ECLI:NL:RBAMS:2019:6270
Rechtbank Amsterdam
- Eerste aanleg - enkelvoudig
- Rechtspraak.nl
Wijziging van partneralimentatie en verwijtbaar inkomensverlies
In deze zaak heeft de Rechtbank Amsterdam op 28 augustus 2019 uitspraak gedaan in een verzoek tot wijziging van partneralimentatie. De man, vertegenwoordigd door advocaat mr. L.K. Matpanözer, verzocht de rechtbank om de eerder vastgestelde alimentatie van € 350,- per maand, die was vastgesteld bij de echtscheidingsbeschikking van 24 januari 2018, te wijzigen naar nihil. De man stelde dat hij door psychische klachten sinds oktober 2018 niet meer in staat was om fulltime te werken, wat leidde tot een aanzienlijk inkomensverlies. De vrouw, vertegenwoordigd door advocaat mr. N. Turkkol, betwistte deze stelling en voerde aan dat de man niet had aangetoond dat hij arbeidsongeschikt was.
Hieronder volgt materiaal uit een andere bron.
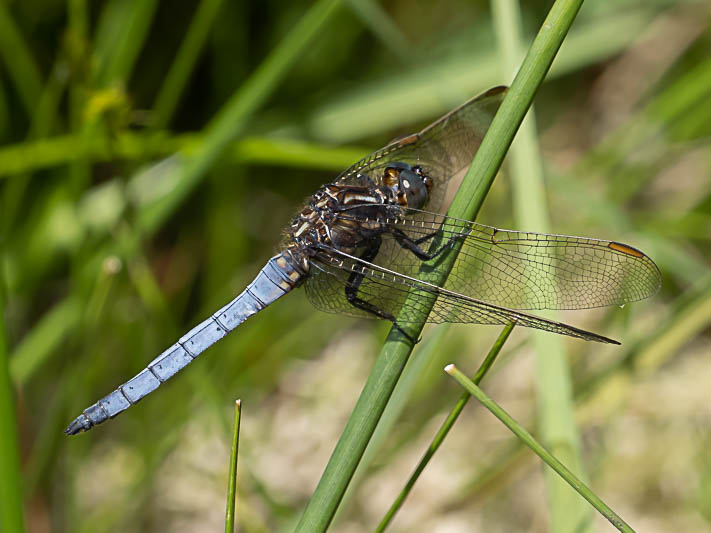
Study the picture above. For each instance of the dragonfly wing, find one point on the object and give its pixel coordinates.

De rechtbank heeft de zaak behandeld op 1 augustus 2019, waarbij de man en zijn advocaat aanwezig waren, maar de vrouw niet. De rechtbank oordeelde dat de man onvoldoende bewijs had geleverd voor zijn stelling dat hij door ziekte niet meer fulltime kon werken. De rechtbank concludeerde dat de man zelf had gekozen om minder te werken en dat dit leidde tot verwijtbaar inkomensverlies. De rechtbank oordeelde dat er geen aanleiding was om de onderhoudsverplichting jegens de vrouw te wijzigen, aangezien er geen wijziging in de financiële situatie van de man was aangetoond.
Uiteindelijk heeft de rechtbank het verzoek van de man afgewezen en bepaald dat ieder van de partijen de eigen kosten van de procedure draagt. De beschikking is openbaar uitgesproken door mr. J. Kloosterhuis, rechter, in aanwezigheid van griffier mr. S.J. van der Veen.